The adjective “quiet” appears many times in many contexts in Greene’s novel, and while the title of the book may be, as the critic Robert Stone puts it, “a joke” (since Alden Pyle is a “prattling fool"), there may be a kind of rough justice in the fact that Pyle’s indiscretion contributes to his own demise--never mind that Fowler earns an assist along the way. The Englishman's impatience with Pyle looks like pure anti-Americanism alloyed with the perception that innocence of any kind is dangerous in the real world. The lesson of The Quiet American is that idealists have an uncanny knack for wreaking havoc not only on themselves but upon everyone in their general vicinity. Fowler’s problem is that his motives inevitably will be questioned by all who know--and that would include the French provincial police--that Pyle was Fowler's rival for the affections of the same woman: Phuong.

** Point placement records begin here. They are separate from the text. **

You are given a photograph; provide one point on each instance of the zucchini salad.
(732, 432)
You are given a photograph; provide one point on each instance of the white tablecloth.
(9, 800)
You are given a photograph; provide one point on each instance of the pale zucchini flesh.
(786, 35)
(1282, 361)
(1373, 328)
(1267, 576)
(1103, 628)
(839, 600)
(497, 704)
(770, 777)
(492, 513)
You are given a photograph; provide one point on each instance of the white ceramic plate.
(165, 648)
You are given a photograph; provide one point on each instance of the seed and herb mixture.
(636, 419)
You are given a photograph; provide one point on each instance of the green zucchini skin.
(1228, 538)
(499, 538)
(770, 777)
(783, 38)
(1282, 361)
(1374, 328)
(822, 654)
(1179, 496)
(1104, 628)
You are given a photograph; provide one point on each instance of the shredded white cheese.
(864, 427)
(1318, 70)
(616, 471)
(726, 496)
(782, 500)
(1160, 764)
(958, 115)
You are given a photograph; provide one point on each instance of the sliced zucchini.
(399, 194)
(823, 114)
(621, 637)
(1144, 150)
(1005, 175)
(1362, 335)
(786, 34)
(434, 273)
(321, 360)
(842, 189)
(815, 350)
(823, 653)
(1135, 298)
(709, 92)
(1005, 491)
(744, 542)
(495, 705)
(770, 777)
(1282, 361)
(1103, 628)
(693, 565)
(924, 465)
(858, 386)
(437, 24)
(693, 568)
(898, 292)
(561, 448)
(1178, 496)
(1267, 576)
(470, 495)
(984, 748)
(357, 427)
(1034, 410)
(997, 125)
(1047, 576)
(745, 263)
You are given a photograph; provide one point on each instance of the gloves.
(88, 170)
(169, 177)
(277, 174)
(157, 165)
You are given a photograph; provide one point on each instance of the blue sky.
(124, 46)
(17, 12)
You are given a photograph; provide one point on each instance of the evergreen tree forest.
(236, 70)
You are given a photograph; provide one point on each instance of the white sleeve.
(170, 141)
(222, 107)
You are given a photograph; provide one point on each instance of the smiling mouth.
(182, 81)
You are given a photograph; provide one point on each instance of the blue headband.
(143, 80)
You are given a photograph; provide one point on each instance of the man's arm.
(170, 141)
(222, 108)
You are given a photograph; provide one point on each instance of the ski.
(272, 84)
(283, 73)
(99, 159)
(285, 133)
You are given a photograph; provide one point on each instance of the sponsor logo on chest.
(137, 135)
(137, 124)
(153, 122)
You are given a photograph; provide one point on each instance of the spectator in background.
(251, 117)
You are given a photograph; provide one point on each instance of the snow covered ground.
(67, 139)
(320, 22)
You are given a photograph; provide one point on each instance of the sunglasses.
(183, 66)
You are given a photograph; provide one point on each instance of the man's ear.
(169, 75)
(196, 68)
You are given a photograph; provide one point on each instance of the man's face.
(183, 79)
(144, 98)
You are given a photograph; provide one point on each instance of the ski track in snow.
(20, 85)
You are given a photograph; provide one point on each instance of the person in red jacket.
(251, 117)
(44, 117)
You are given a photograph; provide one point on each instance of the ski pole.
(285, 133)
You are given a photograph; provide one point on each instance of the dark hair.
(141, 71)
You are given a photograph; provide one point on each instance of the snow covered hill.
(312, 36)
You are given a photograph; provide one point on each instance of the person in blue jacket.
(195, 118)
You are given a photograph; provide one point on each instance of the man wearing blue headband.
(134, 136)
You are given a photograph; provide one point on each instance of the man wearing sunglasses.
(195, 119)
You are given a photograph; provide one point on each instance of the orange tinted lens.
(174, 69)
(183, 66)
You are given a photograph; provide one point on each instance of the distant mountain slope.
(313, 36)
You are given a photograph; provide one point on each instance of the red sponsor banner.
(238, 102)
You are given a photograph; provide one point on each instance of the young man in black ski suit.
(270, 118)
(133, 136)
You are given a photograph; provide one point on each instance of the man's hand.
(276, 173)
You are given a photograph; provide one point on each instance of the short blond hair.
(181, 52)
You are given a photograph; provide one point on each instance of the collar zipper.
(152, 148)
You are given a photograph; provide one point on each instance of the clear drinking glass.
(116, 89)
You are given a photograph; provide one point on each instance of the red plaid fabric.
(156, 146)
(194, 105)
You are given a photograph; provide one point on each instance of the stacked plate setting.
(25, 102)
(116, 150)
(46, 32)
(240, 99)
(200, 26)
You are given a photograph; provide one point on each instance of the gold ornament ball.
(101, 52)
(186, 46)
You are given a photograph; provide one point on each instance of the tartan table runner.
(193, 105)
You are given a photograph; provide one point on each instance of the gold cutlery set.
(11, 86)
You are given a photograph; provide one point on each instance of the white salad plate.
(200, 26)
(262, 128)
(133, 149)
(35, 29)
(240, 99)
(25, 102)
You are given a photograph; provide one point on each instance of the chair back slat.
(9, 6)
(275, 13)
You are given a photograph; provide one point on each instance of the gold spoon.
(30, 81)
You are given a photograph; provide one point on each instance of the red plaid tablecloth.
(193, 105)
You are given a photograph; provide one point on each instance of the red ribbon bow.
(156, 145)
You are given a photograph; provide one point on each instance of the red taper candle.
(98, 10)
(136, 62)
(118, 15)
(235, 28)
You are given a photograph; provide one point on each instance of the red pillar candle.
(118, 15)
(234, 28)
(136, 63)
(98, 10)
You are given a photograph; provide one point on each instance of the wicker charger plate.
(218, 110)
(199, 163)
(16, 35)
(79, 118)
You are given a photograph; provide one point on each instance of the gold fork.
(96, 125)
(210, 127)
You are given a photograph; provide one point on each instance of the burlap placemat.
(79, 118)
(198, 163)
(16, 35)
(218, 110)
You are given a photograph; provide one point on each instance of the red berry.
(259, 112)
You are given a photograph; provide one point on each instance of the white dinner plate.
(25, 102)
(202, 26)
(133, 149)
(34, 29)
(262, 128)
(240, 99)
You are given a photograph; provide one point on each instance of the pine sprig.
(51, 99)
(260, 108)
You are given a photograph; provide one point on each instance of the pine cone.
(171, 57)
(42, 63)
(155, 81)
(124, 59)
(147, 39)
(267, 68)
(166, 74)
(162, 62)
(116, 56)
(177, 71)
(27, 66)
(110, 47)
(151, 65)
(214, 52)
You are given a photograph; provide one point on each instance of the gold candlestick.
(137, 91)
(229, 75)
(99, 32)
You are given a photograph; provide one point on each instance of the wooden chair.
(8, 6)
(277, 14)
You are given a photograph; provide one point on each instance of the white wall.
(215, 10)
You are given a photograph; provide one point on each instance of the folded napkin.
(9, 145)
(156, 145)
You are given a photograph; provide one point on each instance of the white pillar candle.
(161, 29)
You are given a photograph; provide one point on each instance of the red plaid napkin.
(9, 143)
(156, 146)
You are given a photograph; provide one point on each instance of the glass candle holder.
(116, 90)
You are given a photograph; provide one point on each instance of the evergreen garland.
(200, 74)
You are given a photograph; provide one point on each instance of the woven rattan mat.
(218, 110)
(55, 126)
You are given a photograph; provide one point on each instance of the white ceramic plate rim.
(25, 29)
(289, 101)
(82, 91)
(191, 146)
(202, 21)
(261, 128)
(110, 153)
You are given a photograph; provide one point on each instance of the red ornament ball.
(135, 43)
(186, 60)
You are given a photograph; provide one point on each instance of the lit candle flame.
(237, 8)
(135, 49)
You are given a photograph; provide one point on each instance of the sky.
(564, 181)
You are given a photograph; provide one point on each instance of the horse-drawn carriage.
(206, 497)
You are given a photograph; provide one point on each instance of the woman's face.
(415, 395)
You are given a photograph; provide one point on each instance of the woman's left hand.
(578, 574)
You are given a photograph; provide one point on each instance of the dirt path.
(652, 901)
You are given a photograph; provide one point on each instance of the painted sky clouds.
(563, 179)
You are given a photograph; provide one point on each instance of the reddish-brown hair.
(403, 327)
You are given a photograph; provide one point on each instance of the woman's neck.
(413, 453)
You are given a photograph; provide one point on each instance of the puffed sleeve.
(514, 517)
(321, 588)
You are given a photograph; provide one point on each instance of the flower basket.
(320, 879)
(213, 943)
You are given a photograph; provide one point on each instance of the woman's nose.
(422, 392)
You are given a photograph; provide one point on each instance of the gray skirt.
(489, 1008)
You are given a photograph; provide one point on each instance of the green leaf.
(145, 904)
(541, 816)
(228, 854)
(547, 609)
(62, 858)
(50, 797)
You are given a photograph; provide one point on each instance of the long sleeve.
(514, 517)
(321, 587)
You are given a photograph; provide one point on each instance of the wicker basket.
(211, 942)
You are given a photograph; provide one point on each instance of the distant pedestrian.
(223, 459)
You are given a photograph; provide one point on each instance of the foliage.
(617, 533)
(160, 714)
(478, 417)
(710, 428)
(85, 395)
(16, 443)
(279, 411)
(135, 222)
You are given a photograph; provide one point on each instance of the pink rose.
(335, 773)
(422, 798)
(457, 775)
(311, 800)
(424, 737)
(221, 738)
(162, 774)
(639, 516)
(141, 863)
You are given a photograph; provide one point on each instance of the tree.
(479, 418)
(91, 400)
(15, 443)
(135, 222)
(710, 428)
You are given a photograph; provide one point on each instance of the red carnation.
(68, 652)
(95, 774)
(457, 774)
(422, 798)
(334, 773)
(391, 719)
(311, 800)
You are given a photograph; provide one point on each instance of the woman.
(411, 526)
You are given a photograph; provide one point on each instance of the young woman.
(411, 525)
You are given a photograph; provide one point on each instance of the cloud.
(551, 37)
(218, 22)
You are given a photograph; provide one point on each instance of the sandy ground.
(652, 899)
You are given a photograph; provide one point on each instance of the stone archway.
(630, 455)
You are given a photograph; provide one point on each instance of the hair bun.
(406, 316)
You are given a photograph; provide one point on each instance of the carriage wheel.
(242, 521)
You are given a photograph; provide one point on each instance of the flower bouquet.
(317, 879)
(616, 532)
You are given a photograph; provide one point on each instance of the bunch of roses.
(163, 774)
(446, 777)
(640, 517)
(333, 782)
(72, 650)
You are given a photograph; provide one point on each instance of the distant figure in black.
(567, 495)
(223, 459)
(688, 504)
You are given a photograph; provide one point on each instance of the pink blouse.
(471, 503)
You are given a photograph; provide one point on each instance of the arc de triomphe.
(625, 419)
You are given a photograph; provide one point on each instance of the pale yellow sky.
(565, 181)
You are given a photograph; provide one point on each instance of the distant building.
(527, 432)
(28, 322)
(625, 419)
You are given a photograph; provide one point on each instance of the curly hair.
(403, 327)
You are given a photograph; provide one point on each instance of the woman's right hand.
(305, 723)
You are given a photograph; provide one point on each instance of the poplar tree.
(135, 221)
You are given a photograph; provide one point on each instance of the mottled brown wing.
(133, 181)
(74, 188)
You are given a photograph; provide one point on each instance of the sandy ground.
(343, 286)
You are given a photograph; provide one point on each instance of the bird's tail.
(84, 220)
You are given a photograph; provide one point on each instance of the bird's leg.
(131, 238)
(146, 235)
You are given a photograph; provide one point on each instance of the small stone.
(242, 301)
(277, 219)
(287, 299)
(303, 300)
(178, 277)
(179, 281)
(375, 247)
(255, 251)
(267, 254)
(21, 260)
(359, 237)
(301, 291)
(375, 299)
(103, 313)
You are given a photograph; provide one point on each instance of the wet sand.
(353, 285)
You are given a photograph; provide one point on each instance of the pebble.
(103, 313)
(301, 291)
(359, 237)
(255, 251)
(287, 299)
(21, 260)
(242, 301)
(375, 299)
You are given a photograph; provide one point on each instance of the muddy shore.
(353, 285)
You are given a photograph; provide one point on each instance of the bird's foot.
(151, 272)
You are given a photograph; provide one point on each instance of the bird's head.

This 21st-century reader of The Quiet American was struck by two things. First, the book makes such a strong and persuasive case against intervention in Vietnam that it seems incredible—more so now even than it did at the time—that the U.S. was willing blithely to wade into the same Vietnamese morass--guns, ideals, and naïveté blazing. The second is that American innocence lingered long aferwards, long enough to inspire our more recent adventure in Iraq, where regime change unfolded in just about the way that Greene would have predicted. It’s hard to believe that any policy could have been better calculated to enhance Iran’s geopolitical fortunes in the Persian Gulf.  It occurs to me that The Quiet American may do a better job of arguing against America’s permanent war on terror than other sources I have used in past WAIP seminars.

Finally, I would be remiss if I didn't put in a plug for the 2002 film adaptation of The Quiet American starring the redoubtable Michael Caine.